One axiom of quantum mechanics is that a measurement will take a state to an eigenstate of the corresponding operator. If two operators commute, $[A, B] = 0$, then a basis can be found such that both operators are diagonal in it. Therefore states can be eigenstates of both operators at the same time.

Just applying an operator to a state does not collapse the wave function, however. So take the harmonic oscillator with eigenstates $|n\rangle$ as an example. My operator is $\hat n$, the occupation number operator.
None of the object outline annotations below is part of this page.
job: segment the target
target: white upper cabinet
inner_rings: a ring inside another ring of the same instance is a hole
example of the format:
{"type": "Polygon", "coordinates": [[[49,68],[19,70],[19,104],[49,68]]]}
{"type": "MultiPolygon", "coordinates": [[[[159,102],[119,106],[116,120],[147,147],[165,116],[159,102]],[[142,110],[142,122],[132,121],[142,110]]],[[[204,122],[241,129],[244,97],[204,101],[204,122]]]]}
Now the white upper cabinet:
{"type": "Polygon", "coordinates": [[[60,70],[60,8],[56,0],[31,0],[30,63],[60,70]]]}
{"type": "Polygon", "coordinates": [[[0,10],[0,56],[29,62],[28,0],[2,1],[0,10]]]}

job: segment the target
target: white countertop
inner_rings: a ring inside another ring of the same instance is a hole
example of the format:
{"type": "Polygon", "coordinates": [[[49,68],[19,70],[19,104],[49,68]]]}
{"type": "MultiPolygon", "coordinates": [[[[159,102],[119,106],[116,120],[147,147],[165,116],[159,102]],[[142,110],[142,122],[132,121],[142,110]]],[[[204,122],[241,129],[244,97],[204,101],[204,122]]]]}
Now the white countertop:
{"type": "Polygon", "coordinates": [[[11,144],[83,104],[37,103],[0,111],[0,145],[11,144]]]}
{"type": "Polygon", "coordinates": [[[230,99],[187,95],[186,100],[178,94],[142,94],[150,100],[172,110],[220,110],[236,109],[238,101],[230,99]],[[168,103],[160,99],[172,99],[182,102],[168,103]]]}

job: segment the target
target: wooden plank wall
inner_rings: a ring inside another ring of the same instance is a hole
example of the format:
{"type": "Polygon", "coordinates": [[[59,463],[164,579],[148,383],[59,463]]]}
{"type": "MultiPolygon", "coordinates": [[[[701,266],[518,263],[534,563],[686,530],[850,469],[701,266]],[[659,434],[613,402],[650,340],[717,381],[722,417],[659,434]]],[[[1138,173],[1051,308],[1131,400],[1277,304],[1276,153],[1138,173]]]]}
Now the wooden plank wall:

When I take a state which is not an eigenstate, like $|\psi\rangle = |1\rangle + |2\rangle$, applying the operator will give me the following: $$ \hat n |\psi\rangle = \hat n|1\rangle + \hat n|2\rangle = |1\rangle + 2 |2\rangle \,.$$ This is neither proportional to the original state, nor a pure eigenstate of $\hat n$. If an actual measurement was to be performed, then by the axioms of quantum mechanics it would have to be a pure eigenstate of $\hat n$. We would have a 50% chance that we had $n = 1$ or $n = 2$ out of the measurement. The system would then be in either $|1\rangle$ or $|2\rangle$ but not a linear combination any more.

Therefore the simple application of a hermitian operator, which is an observable, is not a measurement. The collapse of the wavefunction to a pure eigenstate of the operator is needed as well. And this is what is missing when one applies the commutator to a state.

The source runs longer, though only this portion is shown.